[foreign-memaccess] RFC: to scope or not to scope?
Jorn Vernee
jbvernee at xs4all.nl
Mon Jun 3 10:55:49 UTC 2019
Thanks John, I think I understand the problem. Another idea that comes
to mind is to have threads register themselves with the shared segment
and then have a mechanism to forcibly commit writes when one thread
wants to acquire confinement. Similarly for reads we'd need a way to
'clear the cache' for all registered threads when a segment is released
from confinement again, so that no stale data is read. But the shared
state would just be a racy anarchy.
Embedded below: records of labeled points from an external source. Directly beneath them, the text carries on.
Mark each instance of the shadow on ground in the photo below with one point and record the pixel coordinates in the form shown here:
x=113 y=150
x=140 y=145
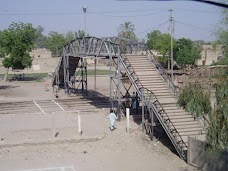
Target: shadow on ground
x=94 y=98
x=7 y=87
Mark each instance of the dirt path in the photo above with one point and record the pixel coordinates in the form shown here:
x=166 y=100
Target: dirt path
x=27 y=144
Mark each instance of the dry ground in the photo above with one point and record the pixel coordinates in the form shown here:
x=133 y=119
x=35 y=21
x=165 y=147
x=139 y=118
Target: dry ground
x=28 y=142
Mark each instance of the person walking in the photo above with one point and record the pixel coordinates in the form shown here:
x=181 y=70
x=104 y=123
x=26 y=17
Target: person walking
x=112 y=118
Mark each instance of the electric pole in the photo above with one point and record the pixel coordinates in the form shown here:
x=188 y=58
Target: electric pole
x=84 y=8
x=171 y=35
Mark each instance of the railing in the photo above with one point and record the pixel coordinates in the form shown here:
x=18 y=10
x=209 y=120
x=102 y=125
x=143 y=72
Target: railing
x=56 y=73
x=172 y=87
x=153 y=103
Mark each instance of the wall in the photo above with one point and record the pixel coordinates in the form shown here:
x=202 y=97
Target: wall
x=199 y=157
x=209 y=55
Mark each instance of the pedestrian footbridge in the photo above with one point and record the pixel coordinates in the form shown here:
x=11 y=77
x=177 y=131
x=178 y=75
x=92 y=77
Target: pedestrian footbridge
x=132 y=61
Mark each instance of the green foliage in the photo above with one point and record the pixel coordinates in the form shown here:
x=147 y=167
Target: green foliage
x=217 y=136
x=17 y=41
x=186 y=52
x=41 y=39
x=159 y=41
x=126 y=30
x=222 y=36
x=69 y=36
x=81 y=34
x=1 y=49
x=55 y=43
x=194 y=100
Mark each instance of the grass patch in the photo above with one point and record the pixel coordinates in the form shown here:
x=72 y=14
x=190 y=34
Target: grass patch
x=28 y=77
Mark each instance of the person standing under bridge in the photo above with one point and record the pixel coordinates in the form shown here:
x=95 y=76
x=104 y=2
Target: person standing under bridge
x=112 y=118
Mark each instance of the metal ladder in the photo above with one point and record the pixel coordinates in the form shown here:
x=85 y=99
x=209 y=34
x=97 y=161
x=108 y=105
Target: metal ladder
x=153 y=106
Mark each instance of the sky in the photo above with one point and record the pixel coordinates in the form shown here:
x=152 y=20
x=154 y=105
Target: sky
x=193 y=20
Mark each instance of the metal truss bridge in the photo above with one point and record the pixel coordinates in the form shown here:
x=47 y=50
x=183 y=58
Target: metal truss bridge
x=132 y=68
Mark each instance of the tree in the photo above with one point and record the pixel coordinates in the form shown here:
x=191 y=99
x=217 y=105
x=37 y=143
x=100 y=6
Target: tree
x=160 y=42
x=69 y=36
x=186 y=52
x=194 y=100
x=81 y=34
x=126 y=30
x=217 y=135
x=17 y=41
x=222 y=35
x=1 y=49
x=55 y=43
x=41 y=39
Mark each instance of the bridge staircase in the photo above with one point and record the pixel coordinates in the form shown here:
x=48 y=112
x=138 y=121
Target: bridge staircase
x=58 y=78
x=158 y=95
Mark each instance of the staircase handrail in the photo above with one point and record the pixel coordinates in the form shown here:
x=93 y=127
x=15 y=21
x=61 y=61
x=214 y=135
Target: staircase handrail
x=174 y=89
x=56 y=71
x=157 y=108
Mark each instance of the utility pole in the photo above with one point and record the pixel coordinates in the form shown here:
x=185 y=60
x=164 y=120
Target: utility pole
x=84 y=8
x=171 y=35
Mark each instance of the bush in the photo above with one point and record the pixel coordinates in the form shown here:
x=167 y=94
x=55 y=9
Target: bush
x=194 y=100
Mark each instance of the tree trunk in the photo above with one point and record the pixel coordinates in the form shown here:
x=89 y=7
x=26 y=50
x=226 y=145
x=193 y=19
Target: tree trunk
x=6 y=75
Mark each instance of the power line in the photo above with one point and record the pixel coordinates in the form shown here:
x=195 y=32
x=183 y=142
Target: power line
x=157 y=27
x=5 y=12
x=141 y=15
x=200 y=28
x=22 y=14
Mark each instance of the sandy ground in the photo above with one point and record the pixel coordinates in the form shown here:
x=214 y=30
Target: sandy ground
x=28 y=141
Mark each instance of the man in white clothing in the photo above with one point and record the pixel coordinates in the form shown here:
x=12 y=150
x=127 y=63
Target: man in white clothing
x=112 y=118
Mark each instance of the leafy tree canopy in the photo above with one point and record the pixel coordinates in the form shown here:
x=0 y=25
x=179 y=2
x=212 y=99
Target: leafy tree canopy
x=159 y=41
x=55 y=42
x=186 y=52
x=126 y=30
x=217 y=135
x=16 y=43
x=41 y=39
x=81 y=34
x=222 y=35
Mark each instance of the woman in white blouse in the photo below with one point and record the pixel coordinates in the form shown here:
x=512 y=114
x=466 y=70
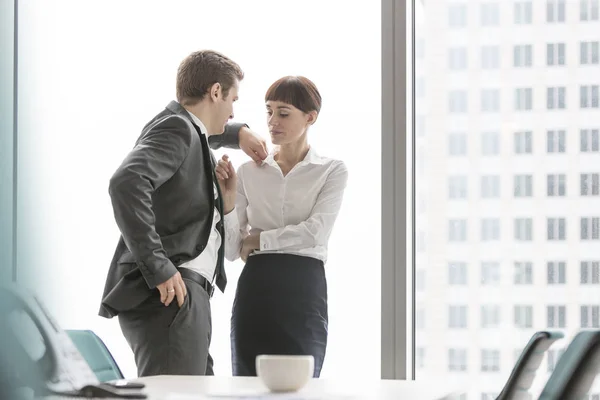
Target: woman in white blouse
x=279 y=216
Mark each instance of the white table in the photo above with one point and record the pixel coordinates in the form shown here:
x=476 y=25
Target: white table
x=210 y=387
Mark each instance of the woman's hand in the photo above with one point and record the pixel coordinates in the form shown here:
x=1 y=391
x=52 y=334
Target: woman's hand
x=228 y=182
Your idea of not allowing
reads/writes in the shared state seems to give much nicer/stronger
guarantees.
But, currently I think we just want to make the terminal operations
confined, so that we can hoist liveliness checks out of loops. I have
been thinking about this some more and realized that the thread
confinement solution also relies on the loop body being inlined (or at
least not having opaque sinks that could close the segment out of our
view). I think my idea of having a temporary local copy of the segment
'control block' actually solves the same problem. Since the liveliness
flag is local to the method (if used correctly), it's also confined to
the executing thread.
Later on we could add Queued <-> Confined variants of MemorySegment that
are geared towards confinement of the actual memory resource.
Jorn
John Rose schreef op 2019-06-02 05:45:
> On Jun 1, 2019, at 8:41 PM, John Rose <john.r.rose at oracle.com> wrote:
>>
>> For example, if the root segment allows writing, then any thread can
>> initiate a racy write to it. Unless this is provably under a mutex of
>> some sort, this racy write can still be "handing around" when the
>> segment transitions back to the confined state. This means that the
>> confined state can suffer "hangovers" from previous states, when a
>> write from that state is not yet completed.
>
> (I meant to say "hanging around". If you read the JMM carefully
> you will be horrified to find that there are no promptness guarantees
> about reads and writes, unless they are also connected with
> monitors or volatile references. Java platforms tend to commit
> writes quickly, whatever that means, and report reads from fresh
> data, whatever that means, but this is *not* guaranteed by the JMM.)